ONE of the most useful things that Deputy Prime Minister Arthur Mutambara did last weekend was to assure Zimbabweans living in the diaspora that the government valued their contribution to national development.
Mutambara suggested the creation of a ministry to cater for their needs, but did not say how this ministry would operate without duplicating the roles of other arms of government such as embassies and existing ministries.
Mutambara was quoted in London as saying: “Zimbabweans must serve the national interest wherever they are; they must strive to build the country from their foreign bases.”
As many as four million Zimbabweans are thought to be living in foreign countries. One would have expected Mutambara to take the opportunity to solicit ideas on how his audience wanted to contribute to national development.
Other countries that faced flight of human capital to the extent that Zimbabwe has, have crafted policies that have reaped dividends. These countries include Ethiopia, Armenia and South Korea. In Armenia, the country’s 5,5 million plus diaspora has excelled in generating international political support in the funding and implementation of humanitarian aid programmes as well as mobilising private transfers. In South Korea, its six million-plus diaspora have increased exports by 16% and imports by 14% as well as increase trade between the USA and Korea by between 14% and 20%.
Ethiopia lost 76,6% of its human capital between 1980 and 1991 but the human capital is being turned into a resource for the development of the country. It is important that the government drafts a policy on how the country can benefit from Zimbabweans in the diaspora. The policies do not need the creation of a specific ministry. However, that policy should take into account the fact that it is not all diasporans who are useful. According to Professor Berhanu Nega, writing on the Ethiopian experience, there are six broad groups of diasporans. The first two groups are not helpful as they include many who live a lavish life that fritters away outrageous amounts of money by spending beyond their limit, often depleting their savings without planning for their financial future.
The first group suffers from lack of knowledge about how to use money profitably. The second group presumes that their full access to political or certain professional power is the only solution to the country’s economic stagnation. This group also discourages others from helping the nation. They equate any type of positive contribution to direct support for the government. The third group includes expatriates who have accumulated work and education experience. Prof Nega believes this group is an untapped positive force that could improve economic conditions. Prof Nega suggests that this group exchanges ideas and experiences with non-governmental organisations through voluntarism or joint ventures.
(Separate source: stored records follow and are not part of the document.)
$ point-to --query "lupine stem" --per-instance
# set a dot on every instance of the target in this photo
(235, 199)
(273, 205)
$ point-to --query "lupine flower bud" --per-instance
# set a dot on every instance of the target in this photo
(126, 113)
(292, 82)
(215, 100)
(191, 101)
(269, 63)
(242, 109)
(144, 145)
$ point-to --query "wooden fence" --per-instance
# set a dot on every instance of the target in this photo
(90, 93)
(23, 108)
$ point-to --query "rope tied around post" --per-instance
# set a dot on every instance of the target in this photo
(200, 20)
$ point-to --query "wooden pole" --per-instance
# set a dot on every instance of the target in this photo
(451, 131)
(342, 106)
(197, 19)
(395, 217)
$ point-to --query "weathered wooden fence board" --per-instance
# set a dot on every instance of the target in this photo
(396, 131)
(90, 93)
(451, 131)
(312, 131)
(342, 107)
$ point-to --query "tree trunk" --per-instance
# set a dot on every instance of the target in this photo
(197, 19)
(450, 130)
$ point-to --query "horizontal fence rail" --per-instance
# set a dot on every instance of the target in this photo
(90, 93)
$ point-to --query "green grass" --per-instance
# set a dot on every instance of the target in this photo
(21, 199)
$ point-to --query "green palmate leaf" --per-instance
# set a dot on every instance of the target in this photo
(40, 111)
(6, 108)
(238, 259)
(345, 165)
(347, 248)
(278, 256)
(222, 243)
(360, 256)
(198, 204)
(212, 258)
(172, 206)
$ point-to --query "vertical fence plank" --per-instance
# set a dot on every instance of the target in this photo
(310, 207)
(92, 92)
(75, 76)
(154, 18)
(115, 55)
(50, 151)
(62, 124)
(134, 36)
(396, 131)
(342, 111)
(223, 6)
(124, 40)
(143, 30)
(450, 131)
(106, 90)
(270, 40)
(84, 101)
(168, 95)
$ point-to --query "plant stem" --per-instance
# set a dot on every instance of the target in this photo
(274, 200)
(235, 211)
The fourth group lives in Europe. Anti-immigration laws in several European countries offer them a once-off payment if they agree to return home for good. This group could take advantage of the money and invest it in the country. They could also bring their strong work ethics to Zimbabwe.
The fifth group, the Zimbabwean business community around the world, is great asset for economic progress. Prof Nega draws lessons from developing countries such as Vietnam, China and India. These countries used their expatriates as an instrument for an economic leap forward. According to Prof Nega, entrepreneurs abroad could be a bridge between domestic and foreign businesses. The government has been searching for foreign investors for years with little success yet the diaspora have the contacts and know how to bring investors to the country.
The sixth group includes expatriates with a strong affinity towards the country, which creates a desire in them to return during retirement or earlier. Unfortunately, Professor Mutambara missed an opportunity to engage the diaspora on how they could collectively build their country.
Already, there are many Zimbabweans who hold influential positions throughout the world, but are not able to contribute to the country because of the polarisation of the political environment where you either have to be Zanu PF or MDC, notwithstanding the unity government. Zimbabwe cannot expect its children to make partisan contributions to the country’s recovery. The country’s leadership needs to realise this and change their attitude.